Gucci owner Kering struggles to revive the luxury fashion house, shares slip after it issued its second profit warning for 2024

April 24, 2024

Kering SA shares tumbled after the luxury group warned that profit will plunge in the first half of the year on slumping sales at Gucci, its biggest brand. 

The stock slid as much as 8.9% in early Paris trading to the lowest since 2018. Kering’s 20% share slump this year contrasts with gains by French rivals LVMH and Hermes International.

Kering is struggling to revive the fortunes of Gucci, which accounts for more than two-thirds of its operating profit. The luxury group last year named a new Gucci creative director, Sabato De Sarno, whose designs began entering stores in February. Kering has warned the turnaround will take time as the market for luxury goods cools.

“The market in China is currently quite polarized between an appetite of customers for the really high-end segment or for more affordable products,” Kering Chief Financial Officer Armelle Poulou told reporters Tuesday. “Gucci, being more positioned in the middle, is not benefiting from this polarization.”

Kering warned that recurring operating income will drop between 40% and 45% in the first six months of this year. That’s after comparable sales at Gucci tumbled 18% in the first quarter on slack demand in China.

Chinese customers are in a “wait-and-see” mode as the distribution of the new collections ramps up, Poulou said. So far the new designs “have been very well received, particularly in the ready-to-wear and shoes categories,” Kering said. It expects all of Gucci’s products by the third quarter to be from the new collections, Poulou added.

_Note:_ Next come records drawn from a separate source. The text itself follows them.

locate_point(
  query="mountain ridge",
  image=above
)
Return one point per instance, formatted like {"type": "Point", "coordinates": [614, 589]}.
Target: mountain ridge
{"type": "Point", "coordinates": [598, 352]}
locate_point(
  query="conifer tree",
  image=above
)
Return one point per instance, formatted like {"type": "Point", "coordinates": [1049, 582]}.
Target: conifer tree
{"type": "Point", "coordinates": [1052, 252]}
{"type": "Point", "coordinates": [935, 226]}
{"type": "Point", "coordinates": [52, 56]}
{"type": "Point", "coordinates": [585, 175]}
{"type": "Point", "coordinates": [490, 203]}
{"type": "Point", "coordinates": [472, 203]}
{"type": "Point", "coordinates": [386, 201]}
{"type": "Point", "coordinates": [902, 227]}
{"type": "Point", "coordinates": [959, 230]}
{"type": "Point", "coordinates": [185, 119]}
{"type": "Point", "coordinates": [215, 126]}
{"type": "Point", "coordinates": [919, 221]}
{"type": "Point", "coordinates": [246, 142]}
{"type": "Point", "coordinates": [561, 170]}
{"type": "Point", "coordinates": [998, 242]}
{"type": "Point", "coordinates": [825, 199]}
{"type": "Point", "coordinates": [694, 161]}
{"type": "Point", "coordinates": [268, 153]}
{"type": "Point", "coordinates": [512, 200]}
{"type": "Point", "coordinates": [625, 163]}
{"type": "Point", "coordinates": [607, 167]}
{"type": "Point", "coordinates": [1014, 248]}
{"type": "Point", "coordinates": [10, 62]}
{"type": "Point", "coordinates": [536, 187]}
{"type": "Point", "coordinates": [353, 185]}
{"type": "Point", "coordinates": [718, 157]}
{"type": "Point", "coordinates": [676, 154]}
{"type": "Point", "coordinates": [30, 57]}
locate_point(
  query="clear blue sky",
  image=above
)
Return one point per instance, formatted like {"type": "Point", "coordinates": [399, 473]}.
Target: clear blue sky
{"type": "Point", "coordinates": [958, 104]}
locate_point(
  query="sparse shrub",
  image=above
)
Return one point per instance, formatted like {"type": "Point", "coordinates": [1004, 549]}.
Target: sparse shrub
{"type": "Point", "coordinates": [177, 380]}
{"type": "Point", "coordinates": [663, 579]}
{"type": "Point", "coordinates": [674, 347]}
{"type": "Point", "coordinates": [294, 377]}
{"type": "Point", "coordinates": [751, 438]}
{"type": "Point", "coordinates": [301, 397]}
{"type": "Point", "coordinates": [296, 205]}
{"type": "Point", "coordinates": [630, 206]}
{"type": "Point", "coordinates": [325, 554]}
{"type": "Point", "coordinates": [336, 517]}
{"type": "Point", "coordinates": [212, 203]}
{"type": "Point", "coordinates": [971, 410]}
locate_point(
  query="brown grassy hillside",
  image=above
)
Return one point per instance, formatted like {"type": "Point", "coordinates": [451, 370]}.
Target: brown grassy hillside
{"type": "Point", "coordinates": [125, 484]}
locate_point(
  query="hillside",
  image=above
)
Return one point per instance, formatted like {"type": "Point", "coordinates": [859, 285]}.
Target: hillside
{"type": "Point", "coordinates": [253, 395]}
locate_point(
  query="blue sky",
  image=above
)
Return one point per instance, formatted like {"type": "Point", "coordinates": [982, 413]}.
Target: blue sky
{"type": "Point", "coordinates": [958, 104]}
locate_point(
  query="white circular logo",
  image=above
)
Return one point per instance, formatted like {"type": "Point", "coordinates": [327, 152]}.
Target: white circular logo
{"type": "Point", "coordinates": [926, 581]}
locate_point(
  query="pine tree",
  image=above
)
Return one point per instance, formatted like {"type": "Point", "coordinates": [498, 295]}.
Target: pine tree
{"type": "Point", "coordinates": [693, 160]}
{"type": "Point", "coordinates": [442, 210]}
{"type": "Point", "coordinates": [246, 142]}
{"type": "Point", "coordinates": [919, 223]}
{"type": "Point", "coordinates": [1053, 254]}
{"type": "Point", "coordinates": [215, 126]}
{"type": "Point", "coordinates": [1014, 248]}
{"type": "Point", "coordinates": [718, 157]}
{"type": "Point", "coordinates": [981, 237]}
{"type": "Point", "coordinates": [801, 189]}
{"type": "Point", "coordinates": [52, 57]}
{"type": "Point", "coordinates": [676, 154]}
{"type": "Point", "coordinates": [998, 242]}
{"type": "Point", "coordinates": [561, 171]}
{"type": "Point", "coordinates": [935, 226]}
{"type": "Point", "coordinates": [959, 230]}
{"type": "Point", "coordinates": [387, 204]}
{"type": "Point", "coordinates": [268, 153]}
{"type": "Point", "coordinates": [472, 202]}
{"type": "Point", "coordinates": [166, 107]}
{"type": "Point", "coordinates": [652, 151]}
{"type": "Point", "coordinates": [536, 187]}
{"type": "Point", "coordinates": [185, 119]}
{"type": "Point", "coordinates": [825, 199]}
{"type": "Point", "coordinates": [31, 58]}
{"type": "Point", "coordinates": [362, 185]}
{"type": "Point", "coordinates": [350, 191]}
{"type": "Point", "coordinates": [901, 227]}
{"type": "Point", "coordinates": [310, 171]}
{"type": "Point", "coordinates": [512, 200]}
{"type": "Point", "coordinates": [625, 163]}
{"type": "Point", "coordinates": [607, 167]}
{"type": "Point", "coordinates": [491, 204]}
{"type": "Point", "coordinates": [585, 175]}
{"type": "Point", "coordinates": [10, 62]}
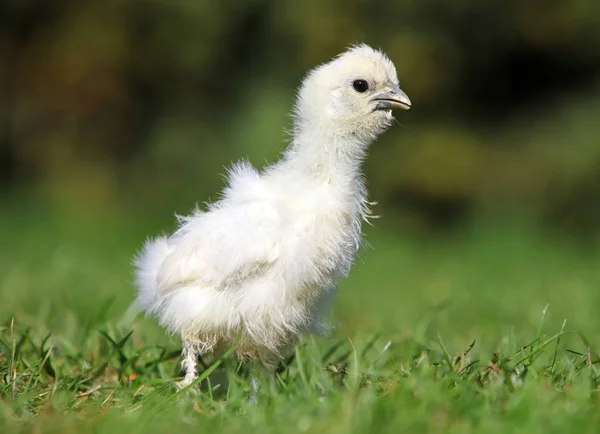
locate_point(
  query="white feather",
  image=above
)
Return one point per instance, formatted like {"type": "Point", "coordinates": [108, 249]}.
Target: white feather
{"type": "Point", "coordinates": [263, 261]}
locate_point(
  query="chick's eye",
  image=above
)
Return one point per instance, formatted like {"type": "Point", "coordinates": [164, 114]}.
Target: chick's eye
{"type": "Point", "coordinates": [360, 85]}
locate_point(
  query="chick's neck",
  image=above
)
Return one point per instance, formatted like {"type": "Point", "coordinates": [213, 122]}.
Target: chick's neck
{"type": "Point", "coordinates": [325, 154]}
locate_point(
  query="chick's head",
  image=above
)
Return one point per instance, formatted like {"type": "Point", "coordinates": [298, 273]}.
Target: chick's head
{"type": "Point", "coordinates": [352, 94]}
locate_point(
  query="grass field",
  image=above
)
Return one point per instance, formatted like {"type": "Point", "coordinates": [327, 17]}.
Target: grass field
{"type": "Point", "coordinates": [490, 329]}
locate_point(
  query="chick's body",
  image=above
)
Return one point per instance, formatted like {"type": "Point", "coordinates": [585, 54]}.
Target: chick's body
{"type": "Point", "coordinates": [262, 263]}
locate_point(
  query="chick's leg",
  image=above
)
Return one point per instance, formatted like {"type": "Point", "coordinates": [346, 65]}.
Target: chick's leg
{"type": "Point", "coordinates": [189, 363]}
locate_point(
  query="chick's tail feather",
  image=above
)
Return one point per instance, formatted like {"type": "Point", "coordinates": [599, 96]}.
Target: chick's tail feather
{"type": "Point", "coordinates": [147, 263]}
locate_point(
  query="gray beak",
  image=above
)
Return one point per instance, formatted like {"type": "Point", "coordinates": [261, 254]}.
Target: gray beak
{"type": "Point", "coordinates": [394, 98]}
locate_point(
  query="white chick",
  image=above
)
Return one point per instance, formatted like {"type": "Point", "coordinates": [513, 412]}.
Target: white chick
{"type": "Point", "coordinates": [261, 265]}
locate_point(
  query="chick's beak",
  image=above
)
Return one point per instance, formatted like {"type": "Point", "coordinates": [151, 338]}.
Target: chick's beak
{"type": "Point", "coordinates": [394, 98]}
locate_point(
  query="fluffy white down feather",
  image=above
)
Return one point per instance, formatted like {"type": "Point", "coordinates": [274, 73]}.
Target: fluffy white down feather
{"type": "Point", "coordinates": [263, 260]}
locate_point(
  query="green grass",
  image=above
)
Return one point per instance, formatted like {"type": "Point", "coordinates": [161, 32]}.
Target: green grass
{"type": "Point", "coordinates": [492, 329]}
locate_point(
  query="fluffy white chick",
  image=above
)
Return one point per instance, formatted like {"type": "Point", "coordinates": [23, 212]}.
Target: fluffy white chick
{"type": "Point", "coordinates": [262, 263]}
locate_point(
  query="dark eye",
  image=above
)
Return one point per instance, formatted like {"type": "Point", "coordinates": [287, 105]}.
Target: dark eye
{"type": "Point", "coordinates": [360, 85]}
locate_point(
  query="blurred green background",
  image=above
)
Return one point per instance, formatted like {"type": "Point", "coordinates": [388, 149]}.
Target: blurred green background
{"type": "Point", "coordinates": [116, 114]}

In the meantime, Gucci is working on its handbag offering, a crucial category. It has plans to accelerate new launches this year, Poulou said during a call with analysts.

The company continues to lag behind LVMH Moet Hennessy Louis Vuitton SE, the owner of some 75 luxury brands including Christian Dior and Tiffany & Co. LVMH delivered 3% organic revenue growth in the first quarter. Hermes International, which has also withstood the downturn better than most peers, will report sales on Thursday.

“It is not surprising that brands in transition may be experiencing bigger difficulties in a softening demand environment, as consumers concentrate their spend on must-have brands,” Luca Solca, analyst at Sanford C. Bernstein, wrote in a note. “The magnitude of the profit descent, nevertheless, surprises on the downside.”

Sales at Kering fell 10% on a comparable basis in the first quarter, in line with the warning the group issued in March. Yves Saint Laurent, its second-largest brand, saw comparable sales decline 6%, while Bottega Veneta rose 2%, buoyed by double-digit growth in North America, Western Europe and the Middle East.